Welfare caseloads are plummeting across the country, but Idaho and Washington so far have seen only small declines.
The reason is that both states are behind in the nationwide push for welfare reform. Idaho started work on its reform plan in 1995, and its sweeping changes - including two-year time limits for benefits - will take effect July 1. Washington's Legislature just approved reform measures this year.
Other states that started sooner to reform their welfare programs have seen drops in caseloads as high as 49 percent from 1993 to 1997. Nationwide, the number of people receiving welfare benefits has dropped 20 percent in that period.
"Washington is really down at the very, very bottom of all the states in terms of dependency reduction," said Robert Rector, a Heritage Foundation analyst. Rector ranks Idaho 20th among states for its efforts in the past six months.
"You can experience modest declines like Washington has just on the basis of the change in the economy," Rector said.
But the dramatic changes in the numbers in leading welfare-reform states can't be attributed just to a strong economy, the scholar and author said. "The only time that the economy really knocks AFDC (welfare) caseloads down is during wartime. During the Korean War, it fell 18 percent."
Oregon's number of people receiving welfare has dropped 43 percent since 1993. Utah has seen a 33 percent drop, while Montana has had a 25 percent decline. Numbers in Wisconsin, which Rector has studied in depth, dropped nearly in half.
Although Idaho's welfare reform efforts officially take effect this summer, some already have started. And word about planned reforms has spread.
"We've had information out to people from the early part of 1996," said Mary Anne Saunders, head of welfare reform for Idaho's Health and Welfare Department. "We've had our staff talking to people."
Reactions have varied, but some welfare recipients have decided to act when told they'll soon be required to work in exchange for their benefits, Saunders said.
"We've had our staff tell us people say, 'Oh, OK, well I'm just going to go get a job then.' They do that."
Idaho also has experimented with the tools it will use in welfare reform, like personal responsibility contracts that every recipient will have to sign and self-assessments to identify recipients' job skills.
"Some people have said, 'Oh gosh, I do have skills that I use.' And they start to leave the program," Saunders said.
Idaho's number of welfare recipients peaked in 1995 at 24,050, dropped slightly in 1996 and has really started to fall this year. The current figure of 19,925 is below 1993's level.
Washington's caseload peaked in 1994 at 292,608, and has experienced small declines since. But the state has a relatively high percentage of its population - 4.8 percent - on welfare. Idaho, at 2 percent, is the lowest in the nation.
Dropping caseloads can mean a windfall for states, because the federal government has moved to a block grant-type system for funding states' welfare costs.
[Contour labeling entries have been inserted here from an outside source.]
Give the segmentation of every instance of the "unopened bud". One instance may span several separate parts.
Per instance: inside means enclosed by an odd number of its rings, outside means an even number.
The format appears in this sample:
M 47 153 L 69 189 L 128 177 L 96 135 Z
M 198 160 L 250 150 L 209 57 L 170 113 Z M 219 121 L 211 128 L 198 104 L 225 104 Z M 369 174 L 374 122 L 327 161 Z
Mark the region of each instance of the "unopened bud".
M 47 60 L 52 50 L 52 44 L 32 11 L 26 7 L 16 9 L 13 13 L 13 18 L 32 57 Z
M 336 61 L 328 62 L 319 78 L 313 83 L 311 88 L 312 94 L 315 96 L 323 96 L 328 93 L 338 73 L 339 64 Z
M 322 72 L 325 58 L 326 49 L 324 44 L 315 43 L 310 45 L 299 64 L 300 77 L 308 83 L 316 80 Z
That means states are getting roughly the amount of money they needed in 1994, whether caseloads have gone up or down.
"Certainly as the number of cases goes down, it means that our staff will be able to do their job better with people," Saunders said.
Welfare workers in Idaho are being transformed into "self-reliance specialists." Instead of merely checking for eligibility and distributing payments, they will evaluate each recipient and design a program to move each toward self-sufficiency.
Saunders had anticipated that each specialist initially might have to juggle 100 cases, but said the number now is down to about 94.
Rector said his research suggests that any state that makes welfare less attractive by making people earn it will see significant and continued decreases in welfare loads.
"It's actually pretty easy to reduce dependence. All you have to do is start seriously requiring a recipient to do things. And they will respond to that by saying, 'Oh gee, if I've got to do all that stuff, I might as well go take a job."'
In Wisconsin, "most of the mothers took jobs," he said. "Some of them went and doubled up and are relying more on family and friends, which is actually a good thing, because the family provides a support and control system."
"Even if the mother is not necessarily in all cases getting a job, she's off welfare, and that's a better thing," Rector said.
Some disagree.
Sue Pearlmutter, a social work professor at Case Western Reserve University and a welfare reform expert, said, "Those families tend to be in the same position as the original welfare recipient, which means that they don't have the resources either to make sure that problems get attended to or that people can get out of poverty in general.
"Moving people off of very meager welfare benefits and into low-paying, low-skilled, entry-level jobs with no support does not constitute economic independence," she said. "All that we are doing is increasing the ranks of working poor."
Pearlmutter supports job training to match the labor market's need for skilled workers to the crowds coming off welfare. But that means investing not only in training, but also in child care and medical coverage, she said.
Welfare caseloads soared in the early 1990s, partly because of federal eligibility changes that drew in more unemployed parents in two-parent families, pregnant women and infants. But those gains since have leveled off. The eligibility category for unemployed parents was eliminated as part of federal welfare reform legislation.
Rector said he expects welfare numbers to continue to decline even in states that haven't aggressively pushed ahead with reforms, simply because of national publicity.
"Welfare recipients know that something is changing, and they are responding to that," he said.